Teori rasional komprehensif ini menuntut hal-hal yang tidak rasional dalam diri pengambil keputusan. Asumsinya adalah seorang pengambil keputusan memiliki cukup informasi mengenahi berbagai alternatif sehingga mampu meramalkan secara tepat akibat-akibat dari pilihan alternatif yang ada, serta memperhitungkan asas biaya manfaatnya.dan mempertimbangkan banyak masalah yang saling berkaitan
Pengambil keputusan sering kali memiliki konflik kepentingan antara nilai-nilai sendiri dengan nilai-nilai yang diyakini oleh masyarakat. Karena teori ini mengasumsikan bahwa fakta-2 dan nilai-nilai yang ada dapat dibedakan dengan mudah, akan tetapi kenyataannya sulit membedakan antara fakta dilapangan dengan nilai-nilai yang ada.

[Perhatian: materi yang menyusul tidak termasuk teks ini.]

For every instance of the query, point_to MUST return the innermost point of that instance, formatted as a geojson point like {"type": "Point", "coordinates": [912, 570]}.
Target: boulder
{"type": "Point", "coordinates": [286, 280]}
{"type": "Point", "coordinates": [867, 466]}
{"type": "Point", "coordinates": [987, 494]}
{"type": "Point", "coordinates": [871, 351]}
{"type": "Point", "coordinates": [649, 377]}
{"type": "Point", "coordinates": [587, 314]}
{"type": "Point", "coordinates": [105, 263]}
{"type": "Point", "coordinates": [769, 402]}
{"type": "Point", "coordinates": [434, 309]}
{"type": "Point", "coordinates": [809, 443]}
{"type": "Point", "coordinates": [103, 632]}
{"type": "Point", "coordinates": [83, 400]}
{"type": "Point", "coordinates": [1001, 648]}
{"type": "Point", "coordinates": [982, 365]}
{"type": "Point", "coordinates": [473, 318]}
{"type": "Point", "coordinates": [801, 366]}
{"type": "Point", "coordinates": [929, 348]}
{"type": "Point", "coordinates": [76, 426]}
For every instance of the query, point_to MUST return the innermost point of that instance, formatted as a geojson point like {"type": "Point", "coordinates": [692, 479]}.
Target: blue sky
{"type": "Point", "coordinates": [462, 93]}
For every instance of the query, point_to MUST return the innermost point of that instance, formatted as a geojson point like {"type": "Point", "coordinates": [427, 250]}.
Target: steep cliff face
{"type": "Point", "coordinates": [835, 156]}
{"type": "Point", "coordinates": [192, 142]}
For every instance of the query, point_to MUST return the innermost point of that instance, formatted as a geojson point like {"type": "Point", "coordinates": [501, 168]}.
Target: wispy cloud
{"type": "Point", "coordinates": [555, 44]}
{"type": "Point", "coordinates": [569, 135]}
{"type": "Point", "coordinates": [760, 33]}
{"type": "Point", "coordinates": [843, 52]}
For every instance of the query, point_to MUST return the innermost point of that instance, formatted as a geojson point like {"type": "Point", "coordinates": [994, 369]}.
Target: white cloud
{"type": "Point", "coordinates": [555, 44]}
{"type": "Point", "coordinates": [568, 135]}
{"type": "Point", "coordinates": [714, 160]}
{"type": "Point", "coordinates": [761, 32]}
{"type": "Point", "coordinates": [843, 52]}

Ada beberapa masalah diperbagai negara berkembang seperti Indonesia untuk menerapkan teori rasional komprehensif ini karena beberapa alasan yaitu
- Informasi dan data statistik yang ada tidak lengkap sehingga tidak bisa dipakai untuk dasar pengambilan keputusan. Kalau dipaksakan maka akan terjadi sebuah keputusan yang kurang tepat.
- Teori ini diambil/diteliti dengan latar belakang berbeda dengan nagara berkembang ekologi budanyanya berbeda.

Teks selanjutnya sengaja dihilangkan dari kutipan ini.